Trent University’s Social Work department is committed to upholding the values of ethical social work practice, anti-/decolonization, and the pursuit of social justice.
In addition to these values, we are committed to the pursuit of truth-telling, as the first step toward repair and reconciliation. We therefore acknowledge, in this statement and in our work, that social work in this country was developed on stolen Indigenous land and part of our profession’s heritage is the colonial, white-supremacist nation building project of Canada which included genocide. Social workers and our agencies were complicit and active in perpetrating the Sixties Scoop, and have continued to uphold colonial, racist and other oppressive systems in our work.
In our role as social work educators, and guided by our values, we therefore seek to identify, hold our profession accountable for, teach about, disrupt, and dismantle the harms of colonialism and other forms of systemic oppression, through our teaching, re-search, and other academic work.

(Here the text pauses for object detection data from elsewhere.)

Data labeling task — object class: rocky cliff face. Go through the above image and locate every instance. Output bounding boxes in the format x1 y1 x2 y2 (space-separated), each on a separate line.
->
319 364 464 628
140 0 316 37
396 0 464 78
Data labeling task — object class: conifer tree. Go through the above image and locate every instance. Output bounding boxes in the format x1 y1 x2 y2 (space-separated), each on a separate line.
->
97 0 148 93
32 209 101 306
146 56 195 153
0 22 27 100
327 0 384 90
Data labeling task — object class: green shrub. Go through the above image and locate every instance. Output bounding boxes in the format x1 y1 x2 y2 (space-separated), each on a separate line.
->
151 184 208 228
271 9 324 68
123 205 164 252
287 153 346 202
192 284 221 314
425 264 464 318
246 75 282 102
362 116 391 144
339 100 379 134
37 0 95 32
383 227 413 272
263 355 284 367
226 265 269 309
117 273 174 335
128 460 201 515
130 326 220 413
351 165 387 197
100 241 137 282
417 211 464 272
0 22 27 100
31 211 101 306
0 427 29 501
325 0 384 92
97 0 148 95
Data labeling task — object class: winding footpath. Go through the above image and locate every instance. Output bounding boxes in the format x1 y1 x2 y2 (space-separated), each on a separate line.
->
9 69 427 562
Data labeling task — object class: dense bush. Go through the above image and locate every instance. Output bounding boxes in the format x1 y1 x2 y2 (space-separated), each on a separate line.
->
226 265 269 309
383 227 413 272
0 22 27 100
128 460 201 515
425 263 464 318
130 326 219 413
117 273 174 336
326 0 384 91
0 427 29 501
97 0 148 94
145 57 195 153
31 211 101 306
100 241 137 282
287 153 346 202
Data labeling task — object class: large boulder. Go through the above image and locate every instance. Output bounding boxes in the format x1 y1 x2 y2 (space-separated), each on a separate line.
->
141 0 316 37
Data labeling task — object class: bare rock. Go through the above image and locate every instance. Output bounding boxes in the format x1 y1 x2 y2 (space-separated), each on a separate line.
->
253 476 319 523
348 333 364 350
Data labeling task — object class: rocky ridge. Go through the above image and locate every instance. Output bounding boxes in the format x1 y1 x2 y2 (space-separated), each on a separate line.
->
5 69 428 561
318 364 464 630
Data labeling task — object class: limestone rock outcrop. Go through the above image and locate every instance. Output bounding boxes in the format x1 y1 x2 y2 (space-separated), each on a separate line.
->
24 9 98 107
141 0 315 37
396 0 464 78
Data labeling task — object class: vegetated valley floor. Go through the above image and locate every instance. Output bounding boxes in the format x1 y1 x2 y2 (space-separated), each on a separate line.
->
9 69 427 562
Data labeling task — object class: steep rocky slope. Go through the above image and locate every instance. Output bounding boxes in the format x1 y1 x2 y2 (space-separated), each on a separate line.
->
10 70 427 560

On this basis, the social work education offered through our Department prioritizes:
- Inclusion and respect for critical, non-Western, and Indigenous ways of knowing. We acknowledge members of equity-deserving groups as experts on their own lives. We also embrace the importance of including or centering marginalized voices when choosing teaching materials such as course readings;
- Promoting inclusivity and sense of belonging for all students, by striving toward accessible, collaborative and creative problem solving for students with marginalized ways of learning and knowing;
- Critical reflection about power, privilege, oppression, including around Eurocentric epistemologies, systems, beliefs and practices;
- Teaching practice that is consistent with the CASW Code of Ethics, The Truth and Reconciliation Commissions Calls to Action, the Canadian Human Rights Act, the United Nations Declaration on the Rights of Indigenous Peoples (UNDRIP) and the objectives of the United Nations Decade for People of African Descent;
- Being co-conspirators in efforts to confront and disrupt oppressive systems, by supporting or joining movements for emancipation, self-determination, and sovereignty (“land back”) of oppressed groups wherever possible;
- Teaching theories, modalities, and skills that promote critical social work practice, including critical self-reflection and reflexivity, harm reduction and other collaboration-focused practices, structural and other macro-level social work, and practices that respond to the critiques of intersectionality;
- Continually updating curricula with the most current information and innovative approaches to practice, including topical political, social justice and policy issues, emerging critical modalities, and authors from marginalized communities;
- Supporting staff and instructors from equity-deserving groups, within an institutional setting that has an enduring history of marginalization;
- Supporting Indigenous, racialized, queer, and disabled students as they progress through the program.